Why does my turnover look different using sales versus COGS?
Net sales includes your profit margin, so sales-based turnover is always higher than COGS-based turnover. If you sell a $100 item that cost you $60, sales-based turnover credits you $100 while COGS-based credits only $60. Use COGS for accurate analysis since inventory is valued at cost. Only use sales if COGS data is unavailable.
How do I handle seasonality when calculating annual turnover?
Simple beginning-plus-ending average can mislead seasonal businesses. Instead, sum monthly ending inventory values and divide by 12. Or calculate turnover quarterly and compare same quarters year-over-year. A holiday retailer's Q4 turnover will always exceed Q1, but Q4 2026 versus Q4 2025 shows real improvement or decline.
Can inventory turnover be too high?
Yes. Extremely high turnover often signals chronic understocking. You might be losing sales to stockouts, paying premium prices for rush orders, missing bulk discounts by ordering too frequently, or frustrating customers who cannot find what they need. Balance efficiency with service levels and availability.

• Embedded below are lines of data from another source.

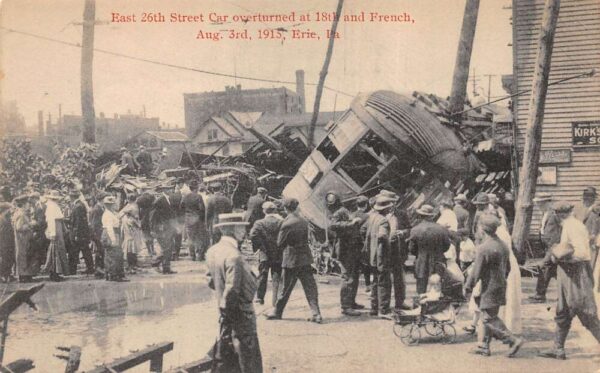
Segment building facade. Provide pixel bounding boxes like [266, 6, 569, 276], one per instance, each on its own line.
[512, 0, 600, 235]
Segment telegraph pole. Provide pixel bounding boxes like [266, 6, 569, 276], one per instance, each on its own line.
[450, 0, 479, 121]
[308, 0, 344, 150]
[81, 0, 96, 144]
[512, 0, 560, 253]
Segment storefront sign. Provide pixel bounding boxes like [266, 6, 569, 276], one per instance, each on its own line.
[571, 121, 600, 146]
[540, 149, 571, 164]
[537, 166, 556, 185]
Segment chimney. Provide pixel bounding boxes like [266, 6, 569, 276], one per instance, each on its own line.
[38, 110, 44, 137]
[296, 70, 306, 113]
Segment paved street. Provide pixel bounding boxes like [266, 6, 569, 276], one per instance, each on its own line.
[5, 260, 600, 373]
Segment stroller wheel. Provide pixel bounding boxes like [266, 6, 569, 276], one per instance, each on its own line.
[425, 322, 444, 337]
[400, 324, 421, 346]
[440, 324, 456, 344]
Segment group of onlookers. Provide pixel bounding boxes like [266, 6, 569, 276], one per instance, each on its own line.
[0, 177, 237, 282]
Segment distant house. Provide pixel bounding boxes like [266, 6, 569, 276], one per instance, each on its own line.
[132, 131, 190, 170]
[46, 113, 160, 151]
[192, 111, 342, 156]
[183, 70, 306, 137]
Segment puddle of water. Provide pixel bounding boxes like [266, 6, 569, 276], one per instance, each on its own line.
[5, 281, 217, 372]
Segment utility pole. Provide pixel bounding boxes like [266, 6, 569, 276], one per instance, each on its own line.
[450, 0, 479, 121]
[512, 0, 560, 253]
[307, 0, 344, 150]
[483, 74, 496, 102]
[81, 0, 96, 144]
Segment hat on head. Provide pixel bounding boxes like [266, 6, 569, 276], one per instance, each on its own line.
[473, 193, 490, 205]
[379, 189, 400, 202]
[417, 205, 435, 216]
[45, 190, 62, 200]
[478, 214, 501, 232]
[262, 201, 277, 212]
[554, 201, 573, 213]
[373, 195, 396, 211]
[533, 194, 552, 203]
[583, 186, 596, 196]
[13, 194, 29, 203]
[102, 196, 117, 205]
[356, 195, 369, 205]
[454, 193, 467, 202]
[213, 212, 250, 228]
[283, 198, 300, 211]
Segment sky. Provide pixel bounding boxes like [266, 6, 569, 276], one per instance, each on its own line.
[0, 0, 512, 128]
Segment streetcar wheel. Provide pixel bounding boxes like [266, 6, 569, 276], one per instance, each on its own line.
[441, 325, 456, 344]
[425, 323, 444, 337]
[400, 324, 421, 346]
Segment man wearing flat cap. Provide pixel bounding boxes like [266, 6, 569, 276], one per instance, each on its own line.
[529, 195, 561, 303]
[453, 194, 471, 230]
[267, 198, 323, 324]
[325, 192, 364, 316]
[206, 213, 262, 373]
[244, 187, 267, 231]
[539, 202, 600, 360]
[67, 190, 94, 274]
[465, 213, 523, 357]
[573, 186, 600, 268]
[250, 201, 283, 307]
[361, 195, 395, 319]
[408, 205, 450, 294]
[206, 181, 233, 241]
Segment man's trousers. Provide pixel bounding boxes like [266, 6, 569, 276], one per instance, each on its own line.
[275, 265, 321, 317]
[371, 267, 392, 314]
[339, 256, 360, 310]
[256, 260, 281, 307]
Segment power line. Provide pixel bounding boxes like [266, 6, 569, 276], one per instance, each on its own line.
[0, 26, 356, 97]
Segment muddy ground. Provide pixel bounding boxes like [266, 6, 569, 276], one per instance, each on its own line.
[2, 259, 600, 373]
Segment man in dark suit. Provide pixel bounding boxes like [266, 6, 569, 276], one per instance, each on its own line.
[465, 214, 523, 357]
[206, 182, 233, 242]
[408, 205, 450, 294]
[325, 192, 364, 316]
[244, 187, 267, 231]
[361, 195, 394, 319]
[453, 194, 471, 229]
[250, 201, 283, 307]
[69, 190, 94, 274]
[150, 191, 181, 274]
[267, 198, 323, 324]
[181, 179, 206, 260]
[529, 195, 562, 303]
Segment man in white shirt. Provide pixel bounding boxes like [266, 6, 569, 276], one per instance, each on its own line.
[539, 202, 600, 360]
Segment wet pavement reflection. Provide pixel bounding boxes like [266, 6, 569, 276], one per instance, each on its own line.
[5, 264, 217, 372]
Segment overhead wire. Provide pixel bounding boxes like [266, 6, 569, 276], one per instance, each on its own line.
[0, 26, 356, 97]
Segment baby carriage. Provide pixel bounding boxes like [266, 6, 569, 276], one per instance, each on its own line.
[394, 296, 463, 346]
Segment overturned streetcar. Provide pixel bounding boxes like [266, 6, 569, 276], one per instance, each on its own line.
[283, 91, 510, 229]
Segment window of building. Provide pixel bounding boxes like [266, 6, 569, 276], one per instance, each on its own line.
[208, 128, 219, 141]
[317, 112, 367, 162]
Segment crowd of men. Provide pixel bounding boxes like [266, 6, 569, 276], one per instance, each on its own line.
[0, 178, 233, 282]
[208, 187, 600, 372]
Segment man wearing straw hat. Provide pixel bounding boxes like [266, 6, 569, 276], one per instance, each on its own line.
[408, 205, 450, 294]
[206, 213, 262, 373]
[267, 198, 323, 324]
[361, 195, 395, 319]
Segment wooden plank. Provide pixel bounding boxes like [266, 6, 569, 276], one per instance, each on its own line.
[166, 357, 212, 373]
[88, 342, 173, 373]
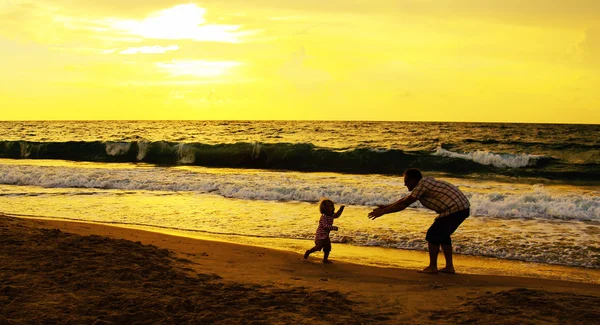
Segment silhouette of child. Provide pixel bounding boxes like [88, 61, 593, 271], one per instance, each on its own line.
[304, 199, 344, 263]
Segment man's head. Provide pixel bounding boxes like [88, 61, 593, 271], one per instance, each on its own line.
[319, 199, 335, 216]
[404, 168, 423, 191]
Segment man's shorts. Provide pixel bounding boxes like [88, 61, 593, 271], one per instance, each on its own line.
[425, 209, 470, 245]
[315, 238, 331, 252]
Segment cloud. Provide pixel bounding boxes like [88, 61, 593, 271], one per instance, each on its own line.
[107, 4, 252, 43]
[156, 60, 243, 78]
[119, 45, 179, 54]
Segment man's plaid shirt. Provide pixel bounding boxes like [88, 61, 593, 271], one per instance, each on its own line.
[410, 177, 470, 218]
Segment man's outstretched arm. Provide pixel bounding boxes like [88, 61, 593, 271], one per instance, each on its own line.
[369, 195, 417, 220]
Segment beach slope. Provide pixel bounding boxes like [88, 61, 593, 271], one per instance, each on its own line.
[0, 215, 600, 324]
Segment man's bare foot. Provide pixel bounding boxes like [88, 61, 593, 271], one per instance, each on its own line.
[438, 266, 456, 274]
[417, 266, 437, 274]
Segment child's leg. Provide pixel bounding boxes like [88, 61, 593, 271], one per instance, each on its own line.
[323, 251, 331, 263]
[304, 245, 323, 259]
[323, 238, 331, 263]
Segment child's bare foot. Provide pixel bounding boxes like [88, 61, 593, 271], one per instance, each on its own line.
[417, 266, 437, 274]
[439, 266, 456, 274]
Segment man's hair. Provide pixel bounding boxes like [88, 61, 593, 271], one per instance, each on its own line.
[319, 198, 333, 214]
[404, 168, 423, 181]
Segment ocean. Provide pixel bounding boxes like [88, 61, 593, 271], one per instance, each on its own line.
[0, 121, 600, 278]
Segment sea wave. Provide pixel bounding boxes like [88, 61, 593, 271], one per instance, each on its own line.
[433, 148, 550, 168]
[0, 164, 600, 221]
[0, 141, 600, 181]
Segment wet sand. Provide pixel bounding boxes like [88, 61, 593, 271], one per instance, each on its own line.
[0, 215, 600, 325]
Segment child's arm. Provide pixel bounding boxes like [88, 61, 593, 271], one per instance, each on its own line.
[319, 217, 338, 230]
[333, 205, 344, 218]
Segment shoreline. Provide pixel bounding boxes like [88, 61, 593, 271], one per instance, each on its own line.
[0, 216, 600, 324]
[8, 214, 600, 284]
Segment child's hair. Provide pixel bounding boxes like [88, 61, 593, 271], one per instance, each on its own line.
[319, 198, 333, 214]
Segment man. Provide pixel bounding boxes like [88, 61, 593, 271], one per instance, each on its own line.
[369, 168, 470, 274]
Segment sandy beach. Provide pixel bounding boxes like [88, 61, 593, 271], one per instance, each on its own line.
[0, 216, 600, 324]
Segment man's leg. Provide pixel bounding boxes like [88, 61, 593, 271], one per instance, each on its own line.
[419, 242, 440, 273]
[304, 244, 323, 259]
[440, 244, 455, 273]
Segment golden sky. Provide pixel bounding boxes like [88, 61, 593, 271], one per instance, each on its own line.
[0, 0, 600, 123]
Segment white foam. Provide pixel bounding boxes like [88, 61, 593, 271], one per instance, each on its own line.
[105, 142, 131, 156]
[433, 148, 544, 168]
[0, 165, 600, 221]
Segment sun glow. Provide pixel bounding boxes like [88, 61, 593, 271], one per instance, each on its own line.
[156, 60, 242, 78]
[110, 4, 248, 43]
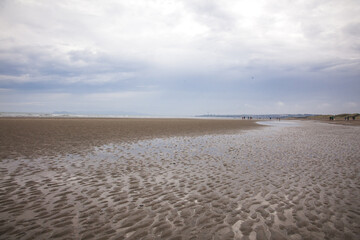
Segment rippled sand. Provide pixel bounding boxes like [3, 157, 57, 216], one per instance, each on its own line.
[0, 122, 360, 239]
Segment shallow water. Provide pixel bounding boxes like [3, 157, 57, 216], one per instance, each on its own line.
[0, 121, 360, 239]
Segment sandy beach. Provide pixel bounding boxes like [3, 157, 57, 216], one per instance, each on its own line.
[0, 119, 360, 240]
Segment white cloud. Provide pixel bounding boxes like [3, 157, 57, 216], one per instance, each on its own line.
[0, 0, 360, 112]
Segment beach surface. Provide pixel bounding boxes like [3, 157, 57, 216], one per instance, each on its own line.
[0, 119, 360, 239]
[0, 118, 259, 159]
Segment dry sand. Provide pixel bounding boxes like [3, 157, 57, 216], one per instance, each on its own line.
[0, 120, 360, 239]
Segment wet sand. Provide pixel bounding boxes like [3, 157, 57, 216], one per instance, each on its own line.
[0, 121, 360, 239]
[0, 118, 259, 159]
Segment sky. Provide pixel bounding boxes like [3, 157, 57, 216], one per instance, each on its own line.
[0, 0, 360, 116]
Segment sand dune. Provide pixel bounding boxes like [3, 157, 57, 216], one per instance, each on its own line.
[0, 119, 360, 239]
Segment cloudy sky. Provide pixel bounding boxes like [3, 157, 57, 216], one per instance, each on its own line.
[0, 0, 360, 115]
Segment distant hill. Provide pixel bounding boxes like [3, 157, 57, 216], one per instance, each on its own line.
[306, 113, 360, 120]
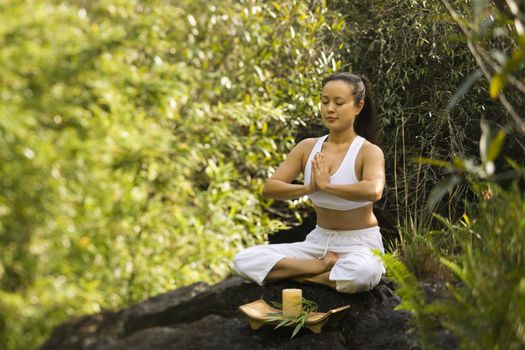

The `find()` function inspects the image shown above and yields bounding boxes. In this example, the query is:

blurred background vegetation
[0,0,525,349]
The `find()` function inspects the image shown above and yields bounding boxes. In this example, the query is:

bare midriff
[314,204,378,230]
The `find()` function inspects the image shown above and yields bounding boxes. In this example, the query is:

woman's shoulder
[360,139,385,158]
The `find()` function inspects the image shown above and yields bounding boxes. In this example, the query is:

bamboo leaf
[445,69,483,112]
[426,175,460,210]
[489,74,504,100]
[487,130,506,162]
[290,323,303,339]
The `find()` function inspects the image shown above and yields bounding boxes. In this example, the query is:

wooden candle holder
[239,299,350,334]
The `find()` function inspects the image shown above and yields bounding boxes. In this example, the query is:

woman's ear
[356,100,365,115]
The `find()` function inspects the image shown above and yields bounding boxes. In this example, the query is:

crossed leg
[266,252,338,288]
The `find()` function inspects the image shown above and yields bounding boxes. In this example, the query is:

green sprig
[266,298,317,339]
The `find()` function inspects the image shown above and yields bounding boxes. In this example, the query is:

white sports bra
[304,135,372,210]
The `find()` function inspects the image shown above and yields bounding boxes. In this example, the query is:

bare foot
[322,252,339,271]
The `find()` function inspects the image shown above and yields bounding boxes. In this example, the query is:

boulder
[41,277,453,350]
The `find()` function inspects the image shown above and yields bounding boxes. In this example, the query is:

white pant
[233,226,385,293]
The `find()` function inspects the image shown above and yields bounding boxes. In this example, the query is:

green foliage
[267,298,317,339]
[376,251,438,349]
[441,183,525,349]
[0,0,352,349]
[333,0,524,235]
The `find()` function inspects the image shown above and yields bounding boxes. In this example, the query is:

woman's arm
[312,144,385,202]
[262,139,315,200]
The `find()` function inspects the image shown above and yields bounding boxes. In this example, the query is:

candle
[283,289,303,316]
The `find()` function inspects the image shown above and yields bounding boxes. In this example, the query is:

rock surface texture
[41,277,449,350]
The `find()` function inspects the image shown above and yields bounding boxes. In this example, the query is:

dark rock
[41,277,452,350]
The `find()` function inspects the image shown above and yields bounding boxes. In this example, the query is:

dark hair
[323,72,378,144]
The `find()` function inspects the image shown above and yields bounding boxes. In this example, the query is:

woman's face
[321,80,364,131]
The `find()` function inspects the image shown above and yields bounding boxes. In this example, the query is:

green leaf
[445,69,483,112]
[426,175,460,210]
[487,130,506,162]
[489,74,504,100]
[290,322,304,339]
[412,157,452,168]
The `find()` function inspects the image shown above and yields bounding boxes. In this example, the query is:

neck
[328,128,357,144]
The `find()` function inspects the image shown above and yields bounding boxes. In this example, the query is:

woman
[234,73,385,293]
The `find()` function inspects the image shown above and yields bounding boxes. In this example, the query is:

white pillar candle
[283,289,303,316]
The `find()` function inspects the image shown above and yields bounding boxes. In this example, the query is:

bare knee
[336,264,383,294]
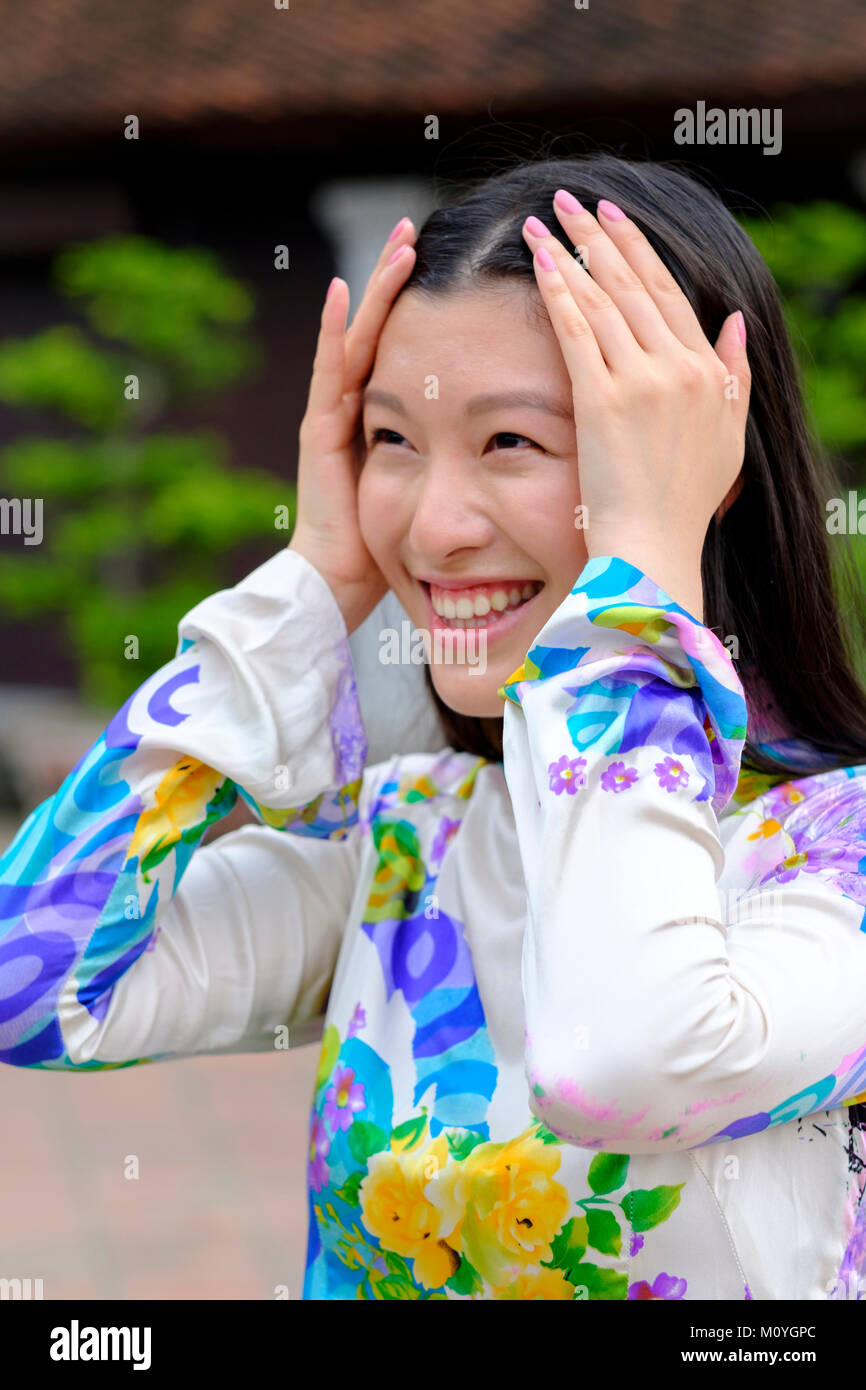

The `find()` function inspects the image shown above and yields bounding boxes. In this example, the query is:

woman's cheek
[357,466,406,578]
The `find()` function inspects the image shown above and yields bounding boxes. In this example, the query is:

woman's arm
[503,556,866,1154]
[0,549,366,1069]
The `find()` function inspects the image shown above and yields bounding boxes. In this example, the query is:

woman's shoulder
[364,746,499,820]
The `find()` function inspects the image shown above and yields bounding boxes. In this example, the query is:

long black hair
[400,153,866,776]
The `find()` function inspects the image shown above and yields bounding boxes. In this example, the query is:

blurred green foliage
[740,202,866,667]
[0,236,295,709]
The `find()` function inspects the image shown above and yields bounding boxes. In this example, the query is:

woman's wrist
[587,528,703,623]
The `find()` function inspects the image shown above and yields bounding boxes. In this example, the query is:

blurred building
[0,0,866,789]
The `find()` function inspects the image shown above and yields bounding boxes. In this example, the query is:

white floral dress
[0,549,866,1301]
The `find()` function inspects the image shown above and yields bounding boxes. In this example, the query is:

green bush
[0,236,295,709]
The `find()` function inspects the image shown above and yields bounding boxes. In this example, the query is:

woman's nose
[409,464,492,557]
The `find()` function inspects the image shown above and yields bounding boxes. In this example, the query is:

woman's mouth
[418,580,545,637]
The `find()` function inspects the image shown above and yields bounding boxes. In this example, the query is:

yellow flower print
[126,758,225,860]
[359,1134,460,1289]
[493,1269,574,1302]
[438,1130,570,1286]
[746,816,781,840]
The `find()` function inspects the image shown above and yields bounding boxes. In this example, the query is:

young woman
[0,156,866,1300]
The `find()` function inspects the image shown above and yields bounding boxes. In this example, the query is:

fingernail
[553,188,584,213]
[523,217,550,236]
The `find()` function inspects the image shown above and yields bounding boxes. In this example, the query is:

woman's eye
[367,430,406,449]
[493,430,538,449]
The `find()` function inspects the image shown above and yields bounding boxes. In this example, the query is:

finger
[532,243,609,386]
[714,310,752,430]
[598,199,710,352]
[304,277,349,420]
[523,217,641,370]
[346,217,417,391]
[544,188,673,352]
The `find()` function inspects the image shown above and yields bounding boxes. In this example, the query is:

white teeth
[430,584,541,623]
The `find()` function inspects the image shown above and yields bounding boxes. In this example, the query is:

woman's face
[359,282,587,716]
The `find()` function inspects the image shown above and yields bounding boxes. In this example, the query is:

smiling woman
[359,285,587,719]
[0,156,866,1301]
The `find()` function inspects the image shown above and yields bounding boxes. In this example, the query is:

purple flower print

How do I convert quarterly turnover to annual?
Multiply quarterly turnover by 4. If your Q3 turnover was 1.5 times, annualized turnover is approximately 6 times. However, if your business is seasonal, this annualization will be inaccurate. Better to calculate full-year turnover using annual COGS and true average inventory across all twelve months.
What is the relationship between turnover and days on hand?
They are mathematical inverses. Days on hand equals period days divided by turnover. Turnover of 6 times per year means 365 divided by 6 equals about 61 days on hand. As turnover increases, days on hand decreases proportionally. Both metrics convey the same information in different units.
Should I calculate turnover at the SKU level or aggregate?
Both. Aggregate turnover shows overall efficiency but hides SKU-level problems. A store with 6x overall turnover might have bestsellers turning 20x (risking stockouts) and slow movers at 0.5x (dead inventory). Calculate by category or individual SKU to identify what needs restocking versus markdown.